Sunday, July 21, 2013

Puh-sigh-co

Tomorrow I see the psychiatrist. I guess it's a try-out for him and for me. I choose him for two reasons:

1. English is his first language. I may be a little racist, but therapy will be hard enough without trying to wade through an accent.

2. His name. It amuses me. It's WWII/European slang for traitor, specifically a Nazi collaborator. That just tickles my nerdish side.

I am so nervous about this whole fucking thing. I have no reason to be, really, but I am. I'm supposed to somehow tell this stranger things that I've never told my family and people who might consider me a friend. Seroisly, how am I supposed to do that? I don't trust people I've known for years, but I supposed to trust this guy?

I'm not so conceded that I think he'll be dying to talk about my session with someone, but I don't like the thought that it might happen.

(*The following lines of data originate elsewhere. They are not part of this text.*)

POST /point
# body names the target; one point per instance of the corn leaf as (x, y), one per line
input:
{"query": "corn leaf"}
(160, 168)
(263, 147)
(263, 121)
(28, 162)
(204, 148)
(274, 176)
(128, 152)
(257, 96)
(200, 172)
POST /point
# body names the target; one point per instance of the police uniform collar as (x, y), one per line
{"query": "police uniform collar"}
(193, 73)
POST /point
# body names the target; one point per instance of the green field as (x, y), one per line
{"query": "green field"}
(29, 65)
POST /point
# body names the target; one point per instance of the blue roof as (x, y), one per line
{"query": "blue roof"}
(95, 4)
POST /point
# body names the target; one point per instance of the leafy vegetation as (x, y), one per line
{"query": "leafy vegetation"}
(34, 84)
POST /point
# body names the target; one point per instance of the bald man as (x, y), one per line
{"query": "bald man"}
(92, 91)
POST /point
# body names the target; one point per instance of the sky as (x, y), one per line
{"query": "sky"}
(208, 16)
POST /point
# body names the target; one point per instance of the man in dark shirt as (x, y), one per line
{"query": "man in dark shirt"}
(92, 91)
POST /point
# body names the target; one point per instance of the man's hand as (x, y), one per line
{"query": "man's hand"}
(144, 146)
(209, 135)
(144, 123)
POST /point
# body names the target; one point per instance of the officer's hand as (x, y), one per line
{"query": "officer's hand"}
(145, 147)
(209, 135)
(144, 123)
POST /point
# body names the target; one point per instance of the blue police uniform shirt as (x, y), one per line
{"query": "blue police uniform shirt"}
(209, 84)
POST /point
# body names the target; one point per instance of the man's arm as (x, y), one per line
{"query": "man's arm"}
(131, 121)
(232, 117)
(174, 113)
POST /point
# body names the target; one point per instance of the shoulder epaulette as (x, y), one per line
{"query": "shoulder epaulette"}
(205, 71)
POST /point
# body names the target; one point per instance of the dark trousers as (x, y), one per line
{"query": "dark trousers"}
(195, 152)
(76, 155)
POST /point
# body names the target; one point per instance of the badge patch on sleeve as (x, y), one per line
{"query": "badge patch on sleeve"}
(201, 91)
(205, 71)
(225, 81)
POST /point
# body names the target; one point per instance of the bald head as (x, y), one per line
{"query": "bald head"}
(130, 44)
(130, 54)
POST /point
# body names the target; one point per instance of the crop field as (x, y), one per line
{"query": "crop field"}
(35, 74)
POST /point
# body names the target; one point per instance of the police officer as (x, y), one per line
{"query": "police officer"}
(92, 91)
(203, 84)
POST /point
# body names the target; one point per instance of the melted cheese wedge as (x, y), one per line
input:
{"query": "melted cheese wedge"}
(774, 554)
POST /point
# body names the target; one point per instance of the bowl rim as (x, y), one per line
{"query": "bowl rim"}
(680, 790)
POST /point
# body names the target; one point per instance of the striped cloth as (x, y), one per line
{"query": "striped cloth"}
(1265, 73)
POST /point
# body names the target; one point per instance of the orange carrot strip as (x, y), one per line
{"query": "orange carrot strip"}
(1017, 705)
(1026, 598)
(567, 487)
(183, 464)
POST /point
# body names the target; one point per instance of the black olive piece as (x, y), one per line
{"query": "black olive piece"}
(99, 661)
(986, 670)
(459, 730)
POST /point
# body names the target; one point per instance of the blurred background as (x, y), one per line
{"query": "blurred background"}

Even in a general kind of way. I don't even want him, or his receptionist telling people that a new patient.

I know how bad I feel about that kind of shit, too. When I was doing the therapy thing before and the therapy people decided that the group thing was where I needed to be one of the people in the group told me that something I said the week before was good and she shared it with her husband. I wanted to vomit right there. I never really again and then refused to do the second part of the group thing.

Just reading that makes me feel like an idiot, but it the way I feel.

Part of the irony of growing up fat is that you do your best to hide, go unnoticed. I was never really bullied for being a fat brainiac because there were people who didn't know how to keep their mouths shut. They were the ones who got picked on. As an adult I still have a tendency to hide and I don't like to have the spotlight on me, in any way. When I find out that people talk about me I get uncomfortable, not because of what they are saying -- I'm sure that I think and say much worse things about myself -- but because they notice me enough to form opinions about me that they want to share with someone.

I am so concerned with this sort of shit that… Fuck, I don't know what. I just… You know?

Are there other people like this? Seven billion people in this world, I know I can't be the only one. Doesn't help knowing that there are people just as fuck up as me out there. Like it doesn't help knowing there are people more fucked up than me, either.